Dennoch bleibt unser Alltagsbewußtsein befangen in den Prozessen der Rekapitulation, der Suche nach Mustern, der Abstraktion, der Modellbildung, der Antizipation und der Formulierung von Welterklärungen, die uns doch nur den Blick auf die Welt, wie sie tatsächlich ist, versperren.
In einem Brief an Jehan Myoux von 1956 schrieb Marcel Duchamp: „All dieser Mumpitz, die Existenz Gottes, Atheismus, Determinismus, Befreiung, Gesellschaft, Tod etc., sind Teile eines Schachspiels namens Sprache, und sie sind nur dann amüsant, solange man nicht zwanghaft damit beschäftigt ist, dieses Schachspiel zu gewinnen oder zu verlieren.“ 

Thomas Rieck, Tannen zapfen, 2020


Diesem Zwang, die Welt zu erklären oder sie erklärt bekommen zu wollen, der Angst, dem Unerklärlichen gegenüber zu stehen und es durch verständliche, doch zugleich unangemessene Modelle zu ersetzen, tritt Thomas Rieck mit seiner Kunst entgegen. Und so vielfältig die Behauptungen über den tatsächlichen Zustand der Welt sind, so vielfältig sind seine Ansätze, unsere Alltagskonzepte der Wirklichkeit zu untergraben.

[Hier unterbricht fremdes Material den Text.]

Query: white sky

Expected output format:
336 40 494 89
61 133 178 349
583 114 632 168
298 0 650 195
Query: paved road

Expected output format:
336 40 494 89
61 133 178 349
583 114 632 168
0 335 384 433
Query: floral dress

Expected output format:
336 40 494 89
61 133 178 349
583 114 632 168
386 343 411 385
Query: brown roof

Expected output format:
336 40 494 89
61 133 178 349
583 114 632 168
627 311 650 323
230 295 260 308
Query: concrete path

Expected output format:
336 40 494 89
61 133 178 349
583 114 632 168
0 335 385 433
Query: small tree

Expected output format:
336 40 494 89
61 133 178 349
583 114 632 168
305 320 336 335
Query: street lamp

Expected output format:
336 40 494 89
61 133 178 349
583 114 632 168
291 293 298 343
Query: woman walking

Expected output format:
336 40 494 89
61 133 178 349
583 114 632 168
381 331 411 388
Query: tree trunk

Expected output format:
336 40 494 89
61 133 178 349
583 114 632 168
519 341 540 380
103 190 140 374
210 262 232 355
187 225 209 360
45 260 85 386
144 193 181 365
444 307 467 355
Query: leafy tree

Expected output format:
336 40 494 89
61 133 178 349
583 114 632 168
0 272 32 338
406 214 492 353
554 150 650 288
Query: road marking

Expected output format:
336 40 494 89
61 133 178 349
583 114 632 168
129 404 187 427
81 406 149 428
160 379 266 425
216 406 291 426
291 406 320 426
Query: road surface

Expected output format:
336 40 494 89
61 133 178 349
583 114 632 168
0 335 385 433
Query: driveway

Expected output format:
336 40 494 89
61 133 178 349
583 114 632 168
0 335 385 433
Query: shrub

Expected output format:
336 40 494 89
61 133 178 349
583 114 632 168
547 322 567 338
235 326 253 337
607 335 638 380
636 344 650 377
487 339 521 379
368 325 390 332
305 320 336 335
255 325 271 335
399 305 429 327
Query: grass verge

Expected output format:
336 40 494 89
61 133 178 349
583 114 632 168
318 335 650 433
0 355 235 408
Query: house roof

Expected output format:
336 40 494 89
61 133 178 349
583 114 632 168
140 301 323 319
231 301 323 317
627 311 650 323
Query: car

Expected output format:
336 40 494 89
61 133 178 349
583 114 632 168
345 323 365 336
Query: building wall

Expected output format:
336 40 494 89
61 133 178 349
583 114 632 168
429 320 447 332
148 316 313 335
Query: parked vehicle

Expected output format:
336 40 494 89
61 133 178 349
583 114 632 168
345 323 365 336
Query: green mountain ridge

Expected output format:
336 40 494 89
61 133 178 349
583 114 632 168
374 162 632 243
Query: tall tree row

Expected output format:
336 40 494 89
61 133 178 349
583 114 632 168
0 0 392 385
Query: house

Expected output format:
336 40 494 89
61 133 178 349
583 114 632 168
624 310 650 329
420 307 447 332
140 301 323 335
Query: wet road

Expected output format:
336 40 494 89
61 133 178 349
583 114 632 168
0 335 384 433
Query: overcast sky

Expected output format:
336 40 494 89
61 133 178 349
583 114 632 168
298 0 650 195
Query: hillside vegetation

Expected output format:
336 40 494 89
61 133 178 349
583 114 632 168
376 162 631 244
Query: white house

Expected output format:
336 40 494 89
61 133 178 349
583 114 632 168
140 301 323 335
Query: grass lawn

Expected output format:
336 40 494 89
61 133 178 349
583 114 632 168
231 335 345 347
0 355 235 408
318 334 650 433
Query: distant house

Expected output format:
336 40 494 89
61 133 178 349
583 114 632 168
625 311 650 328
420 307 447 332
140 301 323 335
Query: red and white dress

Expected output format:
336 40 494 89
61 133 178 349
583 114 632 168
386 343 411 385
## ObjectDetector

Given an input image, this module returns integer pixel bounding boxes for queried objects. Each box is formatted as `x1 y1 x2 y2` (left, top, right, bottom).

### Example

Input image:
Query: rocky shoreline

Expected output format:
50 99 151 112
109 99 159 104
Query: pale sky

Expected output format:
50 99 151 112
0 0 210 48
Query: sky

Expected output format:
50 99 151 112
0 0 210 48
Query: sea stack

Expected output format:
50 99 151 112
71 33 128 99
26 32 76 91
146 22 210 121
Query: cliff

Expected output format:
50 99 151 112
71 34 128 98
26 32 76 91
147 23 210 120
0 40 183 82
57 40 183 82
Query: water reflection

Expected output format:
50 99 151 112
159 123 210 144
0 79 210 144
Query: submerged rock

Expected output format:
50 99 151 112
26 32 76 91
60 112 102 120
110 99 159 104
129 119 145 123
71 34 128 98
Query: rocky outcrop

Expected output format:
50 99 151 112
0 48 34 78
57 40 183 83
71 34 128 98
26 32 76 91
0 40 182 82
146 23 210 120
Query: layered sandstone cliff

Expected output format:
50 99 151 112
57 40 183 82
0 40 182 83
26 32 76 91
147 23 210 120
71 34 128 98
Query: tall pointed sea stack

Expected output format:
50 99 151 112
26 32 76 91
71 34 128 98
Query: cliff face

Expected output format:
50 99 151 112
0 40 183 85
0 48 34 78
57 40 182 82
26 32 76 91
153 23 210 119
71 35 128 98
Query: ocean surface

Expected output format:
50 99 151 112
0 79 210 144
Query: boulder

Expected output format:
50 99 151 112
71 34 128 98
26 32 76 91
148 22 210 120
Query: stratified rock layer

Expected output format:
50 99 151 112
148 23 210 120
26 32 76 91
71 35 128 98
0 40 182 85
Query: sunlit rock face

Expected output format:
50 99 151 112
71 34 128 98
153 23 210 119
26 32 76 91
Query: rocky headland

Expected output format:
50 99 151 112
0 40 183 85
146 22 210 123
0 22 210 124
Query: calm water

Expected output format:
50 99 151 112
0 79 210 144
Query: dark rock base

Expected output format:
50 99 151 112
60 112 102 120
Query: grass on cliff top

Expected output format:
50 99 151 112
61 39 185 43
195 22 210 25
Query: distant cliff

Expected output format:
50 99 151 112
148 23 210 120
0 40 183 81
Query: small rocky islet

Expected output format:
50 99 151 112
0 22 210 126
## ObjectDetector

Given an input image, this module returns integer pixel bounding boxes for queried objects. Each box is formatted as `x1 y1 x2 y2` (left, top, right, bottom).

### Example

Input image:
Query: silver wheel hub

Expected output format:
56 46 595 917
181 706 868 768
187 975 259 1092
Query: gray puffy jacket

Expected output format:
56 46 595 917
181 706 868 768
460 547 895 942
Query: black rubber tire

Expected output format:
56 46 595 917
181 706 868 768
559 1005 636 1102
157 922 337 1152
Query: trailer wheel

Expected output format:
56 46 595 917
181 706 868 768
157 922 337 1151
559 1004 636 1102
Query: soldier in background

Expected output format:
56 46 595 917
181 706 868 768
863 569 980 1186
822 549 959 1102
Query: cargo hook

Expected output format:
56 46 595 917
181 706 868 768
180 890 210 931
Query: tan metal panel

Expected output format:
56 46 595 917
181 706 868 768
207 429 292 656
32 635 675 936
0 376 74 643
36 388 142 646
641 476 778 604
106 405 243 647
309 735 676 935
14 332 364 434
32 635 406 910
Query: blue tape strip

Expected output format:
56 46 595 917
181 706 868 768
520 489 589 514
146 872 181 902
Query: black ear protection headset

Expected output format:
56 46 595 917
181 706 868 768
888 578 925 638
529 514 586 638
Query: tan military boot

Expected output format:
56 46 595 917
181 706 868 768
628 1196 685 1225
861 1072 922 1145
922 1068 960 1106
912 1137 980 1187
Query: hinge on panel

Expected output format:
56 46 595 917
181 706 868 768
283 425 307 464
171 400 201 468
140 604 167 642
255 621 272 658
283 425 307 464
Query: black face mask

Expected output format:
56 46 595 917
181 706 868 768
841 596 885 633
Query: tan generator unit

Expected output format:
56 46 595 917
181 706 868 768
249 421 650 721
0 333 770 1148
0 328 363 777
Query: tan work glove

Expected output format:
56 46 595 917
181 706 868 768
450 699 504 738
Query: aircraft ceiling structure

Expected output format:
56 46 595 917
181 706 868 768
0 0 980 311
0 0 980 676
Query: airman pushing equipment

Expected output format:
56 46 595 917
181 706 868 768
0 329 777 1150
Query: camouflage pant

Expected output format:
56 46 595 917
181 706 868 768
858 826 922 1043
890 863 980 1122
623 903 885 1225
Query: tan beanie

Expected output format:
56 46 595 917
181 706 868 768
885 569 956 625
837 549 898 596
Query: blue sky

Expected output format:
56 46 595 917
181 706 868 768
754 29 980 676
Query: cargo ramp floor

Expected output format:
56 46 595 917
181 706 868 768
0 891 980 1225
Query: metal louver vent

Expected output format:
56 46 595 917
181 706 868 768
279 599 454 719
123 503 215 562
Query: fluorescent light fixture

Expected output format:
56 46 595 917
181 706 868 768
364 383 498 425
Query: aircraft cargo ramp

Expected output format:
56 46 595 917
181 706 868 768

In den letzten Jahren wendet Rieck immer wieder die Strategie der Fotoübermalung an. Die scheinbar objektiven, dokumentarischen Darstellungen dienen jeweils nur als Impulse für sich frei daraus entwickelnde Formen, Entstellungen und Projektionen. Dabei kann ein Foto Ausgangspunkt für ganze Serien unterschiedlichster Bildwerdungen sein. Denn all das, was uns begegnet, ist immer Gegenstand unserer Interpretation. Und die möglichen Interpretationen unterscheiden sich nicht nur von Mensch zu Mensch, sondern auch wir interpretieren die gleichen Impulse zu unterschiedlichen Zeitpunkten je nach Zusammenhang und unserer Verfassung auf völlig unterschiedliche Art und Weise.

Thomas Rieck, O.T., 2020

Prominent in diesem Werkkomplex sind vor allem Gesichter. Bereits in seinem Werk „Orator“ schreibt Marcus Tulius Cicero: „Das Gesicht ist ein Abbild der Seele.“ - und auch wir gehen meist davon aus, in dem Gesicht eines anderen Menschen seinen Charakter, seine Gefühle, seine Motivationen ablesen zu können. Zwar sind wir dank der Spiegelneuronen gut ausgestattet, die physischen Vorgänge der Gesichtsmuskulatur nachzuvollziehen und aus ihrer Rückkoppelung mit unserem selbstbeobachtenden Geist auf innere Vorgänge zu schließen, doch bleiben diese empathischen Rückschlüsse trotzdem immer nur Konstruktionen. Entsprechend entziehen sich die Gesichter Thomas Riecks allen deutenden Zuweisungen; ihre Mimik ist rätselhaft, mehrdeutig und wirkt dadurch nicht selten verstörend. Unsere Vorstellung, aus dem Antlitz des Anderen etwas Konkretes über seine innere Wahrheit heraus lesen zu können, wird als vergeblicher Versuch entlarvt.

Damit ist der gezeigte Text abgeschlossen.